The State Of The State Fair
Published: August 28th, 2013
By: Jim Mullen

The state of the state fair

It used to be that if your body was tattooed from head to toe, you wore large hoop earrings and 50 necklaces, sported a beard and rode a unicycle, the only job you could get was in a circus sideshow, or running a midway ride for a traveling carnival. Now, you can be a basketball player, a famous chef, a star in a reality show, or you could just be an admission-paying visitor to the state fair -- without being one of the attractions.

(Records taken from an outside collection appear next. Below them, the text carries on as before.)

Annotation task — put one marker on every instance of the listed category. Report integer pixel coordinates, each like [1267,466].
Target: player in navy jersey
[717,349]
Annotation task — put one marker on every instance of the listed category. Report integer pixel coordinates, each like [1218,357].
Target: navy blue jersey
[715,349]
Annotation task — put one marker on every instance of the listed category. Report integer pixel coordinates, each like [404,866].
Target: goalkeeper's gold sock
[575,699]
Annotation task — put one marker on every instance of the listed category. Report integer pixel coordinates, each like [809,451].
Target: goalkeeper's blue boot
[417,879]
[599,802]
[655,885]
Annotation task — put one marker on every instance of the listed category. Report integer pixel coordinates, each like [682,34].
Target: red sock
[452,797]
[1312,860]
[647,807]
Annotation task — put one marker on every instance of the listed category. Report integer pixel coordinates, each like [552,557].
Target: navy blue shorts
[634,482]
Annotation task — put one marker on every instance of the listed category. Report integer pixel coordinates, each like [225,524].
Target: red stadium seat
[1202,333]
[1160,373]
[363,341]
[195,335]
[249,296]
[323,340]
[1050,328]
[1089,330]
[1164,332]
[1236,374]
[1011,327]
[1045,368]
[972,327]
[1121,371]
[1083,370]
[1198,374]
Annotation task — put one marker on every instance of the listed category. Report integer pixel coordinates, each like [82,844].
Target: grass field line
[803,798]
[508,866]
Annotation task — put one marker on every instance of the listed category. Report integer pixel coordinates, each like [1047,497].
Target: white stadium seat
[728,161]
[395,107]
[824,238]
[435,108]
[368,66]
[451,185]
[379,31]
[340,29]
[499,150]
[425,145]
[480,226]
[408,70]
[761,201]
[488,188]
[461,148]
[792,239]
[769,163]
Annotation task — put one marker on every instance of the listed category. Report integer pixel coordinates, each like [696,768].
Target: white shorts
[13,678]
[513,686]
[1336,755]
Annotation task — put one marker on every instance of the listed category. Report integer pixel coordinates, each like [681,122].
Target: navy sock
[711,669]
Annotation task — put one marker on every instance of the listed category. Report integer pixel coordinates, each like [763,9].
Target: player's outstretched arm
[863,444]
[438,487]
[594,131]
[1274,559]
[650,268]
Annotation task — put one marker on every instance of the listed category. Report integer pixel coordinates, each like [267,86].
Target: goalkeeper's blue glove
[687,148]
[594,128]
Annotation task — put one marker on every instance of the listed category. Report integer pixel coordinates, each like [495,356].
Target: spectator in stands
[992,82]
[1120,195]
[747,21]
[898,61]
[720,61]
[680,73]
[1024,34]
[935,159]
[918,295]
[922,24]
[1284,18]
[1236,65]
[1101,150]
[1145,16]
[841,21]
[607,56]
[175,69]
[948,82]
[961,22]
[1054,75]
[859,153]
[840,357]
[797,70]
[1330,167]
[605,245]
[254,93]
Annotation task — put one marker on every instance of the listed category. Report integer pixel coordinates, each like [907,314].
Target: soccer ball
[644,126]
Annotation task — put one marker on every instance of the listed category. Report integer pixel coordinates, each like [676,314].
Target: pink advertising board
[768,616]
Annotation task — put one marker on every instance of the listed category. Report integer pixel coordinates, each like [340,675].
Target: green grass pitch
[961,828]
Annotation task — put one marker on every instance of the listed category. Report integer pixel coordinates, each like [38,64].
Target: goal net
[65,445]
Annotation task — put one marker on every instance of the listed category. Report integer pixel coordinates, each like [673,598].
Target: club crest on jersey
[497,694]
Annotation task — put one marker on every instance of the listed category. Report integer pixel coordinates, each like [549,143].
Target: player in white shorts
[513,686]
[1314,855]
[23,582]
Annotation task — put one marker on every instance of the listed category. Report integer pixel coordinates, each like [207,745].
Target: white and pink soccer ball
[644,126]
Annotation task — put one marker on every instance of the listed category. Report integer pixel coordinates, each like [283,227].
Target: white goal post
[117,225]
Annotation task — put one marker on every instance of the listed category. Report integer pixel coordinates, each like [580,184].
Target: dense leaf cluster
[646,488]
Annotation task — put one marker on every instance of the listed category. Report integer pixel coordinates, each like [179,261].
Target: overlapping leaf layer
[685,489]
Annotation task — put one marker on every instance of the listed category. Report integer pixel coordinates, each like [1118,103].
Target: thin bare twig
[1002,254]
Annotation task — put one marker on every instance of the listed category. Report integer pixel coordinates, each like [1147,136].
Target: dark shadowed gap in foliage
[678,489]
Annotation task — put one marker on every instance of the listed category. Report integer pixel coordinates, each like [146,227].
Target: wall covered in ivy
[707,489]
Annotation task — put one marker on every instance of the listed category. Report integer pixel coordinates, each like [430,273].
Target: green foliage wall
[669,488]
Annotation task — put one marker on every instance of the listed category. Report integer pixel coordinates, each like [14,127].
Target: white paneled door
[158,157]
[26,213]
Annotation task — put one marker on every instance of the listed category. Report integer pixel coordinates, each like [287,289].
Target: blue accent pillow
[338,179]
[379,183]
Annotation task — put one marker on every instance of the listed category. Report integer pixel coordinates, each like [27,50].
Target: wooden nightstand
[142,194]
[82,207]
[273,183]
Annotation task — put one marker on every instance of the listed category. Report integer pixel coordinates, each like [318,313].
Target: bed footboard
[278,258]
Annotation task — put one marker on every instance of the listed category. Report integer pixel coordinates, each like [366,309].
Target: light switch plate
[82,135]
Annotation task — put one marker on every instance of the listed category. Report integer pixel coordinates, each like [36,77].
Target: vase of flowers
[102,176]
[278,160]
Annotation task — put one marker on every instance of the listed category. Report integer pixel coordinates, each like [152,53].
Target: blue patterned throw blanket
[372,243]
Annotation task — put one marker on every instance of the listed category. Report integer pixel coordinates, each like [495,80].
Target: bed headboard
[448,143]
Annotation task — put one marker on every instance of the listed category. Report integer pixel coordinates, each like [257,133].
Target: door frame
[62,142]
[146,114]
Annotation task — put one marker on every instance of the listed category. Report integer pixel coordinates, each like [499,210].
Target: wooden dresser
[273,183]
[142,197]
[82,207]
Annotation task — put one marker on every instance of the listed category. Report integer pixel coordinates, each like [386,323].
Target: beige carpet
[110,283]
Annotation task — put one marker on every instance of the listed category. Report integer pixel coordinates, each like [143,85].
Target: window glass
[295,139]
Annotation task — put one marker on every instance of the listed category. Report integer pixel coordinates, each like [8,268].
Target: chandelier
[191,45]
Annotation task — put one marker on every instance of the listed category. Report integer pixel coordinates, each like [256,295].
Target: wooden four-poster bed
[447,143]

Of course, the visitors to the state fair are, at least for me, the big attractions. That, and rabbits the size of small cars, cows the size of big cars and chickens that look as if they are wearing hats in a royal wedding. But still, the animals come in a distant second to the people.

What kind of crazy, nutty, fruitcake-batty person do you have to be to eat a deep-fat fried Oreo? Oh yeah -- me. It's the state fair. You gotta do it. At first, my goal this year was to spend the day only eating food that came on a stick. But except for the traditional corn dog and the ever-popular chocolate-covered frozen banana, the on-a-stick pickings were slim. I'm nothing if not adaptable, and quickly changed my goal to only eating things that were deep-fat fried. Now, you don't have to go to the state fair to eat deep-fat fried food. French fries and fried chicken are available almost everywhere, as are blooming onions and fried clams. But until someone opens a chain of franchises called "International House of Funnel Cakes" or "Fried Twinkie Hut," you pretty much have to go to a state or county fair to scratch that particular itch.

Sure, there are always new culinary innovations, many including bacon -- chicken-fried bacon, roasted bacon-wrapped corn, chocolate-covered bacon. But the new height of fryolator art is more than simply selecting a foodstuff, dipping it in batter, tossing it into a wire basket and lowering it to its greasy death. Like a pickle or a BLT, it is a combination of unlikely things. I am talking about a peanut butter, bacon and banana bomb.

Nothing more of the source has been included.